Impfungen verhindern vor allem bei Erwachsenen nicht nur akute Infektionen, sondern auch deren oft schwerwiegende Nachwirkungen wie Bewusstseinsstörungen (Delir), Demenz, Herzinfarkte und Schlaganfälle, erklärten Medizinerinnen am Rande einer Experten-Fachtagung in Wien . Die Durchimpfungsraten in Österreich seien aber "bescheiden". Ein Grund dafür sei, dass für erwachsene Menschen das Impfprozedere hierzulande oft zeitaufwendig und nicht immer unkompliziert ist.

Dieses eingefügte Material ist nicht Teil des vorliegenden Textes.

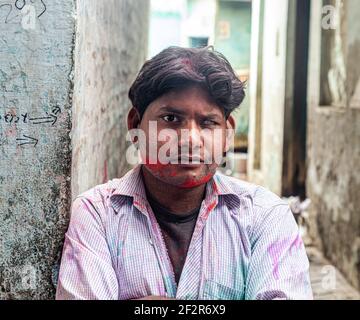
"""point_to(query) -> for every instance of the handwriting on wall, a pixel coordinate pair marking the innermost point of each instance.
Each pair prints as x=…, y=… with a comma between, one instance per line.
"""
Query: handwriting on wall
x=11, y=118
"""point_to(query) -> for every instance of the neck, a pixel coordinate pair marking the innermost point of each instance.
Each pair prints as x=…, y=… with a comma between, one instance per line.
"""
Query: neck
x=175, y=199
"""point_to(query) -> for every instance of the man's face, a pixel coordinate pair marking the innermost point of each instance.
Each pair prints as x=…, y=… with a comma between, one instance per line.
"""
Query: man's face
x=186, y=135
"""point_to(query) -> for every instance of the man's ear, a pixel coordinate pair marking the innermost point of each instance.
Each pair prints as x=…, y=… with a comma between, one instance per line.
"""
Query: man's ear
x=230, y=132
x=133, y=119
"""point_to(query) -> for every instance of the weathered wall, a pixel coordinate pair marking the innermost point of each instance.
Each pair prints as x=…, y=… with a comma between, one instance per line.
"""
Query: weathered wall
x=111, y=44
x=333, y=180
x=36, y=44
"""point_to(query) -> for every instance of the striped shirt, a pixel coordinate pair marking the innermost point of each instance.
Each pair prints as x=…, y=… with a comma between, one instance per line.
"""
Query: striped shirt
x=245, y=245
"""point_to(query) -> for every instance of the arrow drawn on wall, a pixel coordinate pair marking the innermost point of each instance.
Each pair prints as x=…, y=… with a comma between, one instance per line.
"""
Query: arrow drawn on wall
x=29, y=140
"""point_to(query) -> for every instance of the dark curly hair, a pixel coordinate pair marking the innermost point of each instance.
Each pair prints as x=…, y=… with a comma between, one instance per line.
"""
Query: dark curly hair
x=175, y=68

Nun, dem will die Regierung jetzt abhelfen. Laut Vizekanzler Andreas Babler (SPÖ) soll noch heuer die gesetzlichen Voraussetzungen für Impfungen in Apotheken geschaffen werden. Babler verspricht eine unbürokratische und einfache Lösung. Das wäre tatsächlich kein kleiner Wurf - wehrt sich doch die Ärztekammer seit Jahrzehnten gegen einen Verlust ihres "Impfmonopols".
Allerdings sind die Durchimpfungsraten in Österreich im europäischen Vergleich eher bescheiden", so Birgit Weinberger vom Institut für Biomedizinische Alternsforschung der Universität Innsbruck. Bei der Influenza ("echte Grippe") empfiehlt die Weltgesundheitsorganisation (WHO) beispielsweise eine Impfrate von drei Viertel Prozent der Bevölkerung über 65 Jahren, hierzulande ist aber kaum mehr als ein Fünftel dagegen immunisiert.
Das soll jetzt eben anders werden. Babler versprach ein "niederschwelliges Angebot".
Die Ärztekammer hatte Apothekenimpfungen seit Jahrzehnten verhindert, zuletzt aber ein Einlenken signalisiert - wenn es eine Regelung für ärztliche Hausapotheken gibt. Wenn die Apotheken sämtliche rechtlichen und hygienischen Voraussetzungen erfüllen würden, sei er der letzte, der das ablehne, so der Leiter des Ärztekammer-Referats Hausapotheken und Medikamentenangelegenheiten, Silvester Hutgrabner im Herbst des Vorjahres. Ähnlich Kammer-Vize Edgar Wutscher, auch Bundeskurienobmann der niedergelassenen Ärzte: Der Großteil der Kurie sei der Ansicht: "Ja, man kann über das Impfen reden." Man verlange aber, dass man als Gegenleistung auch über das Dispensierrecht (also das Recht, auch Medikamente abgeben zu dürfen) reden könne.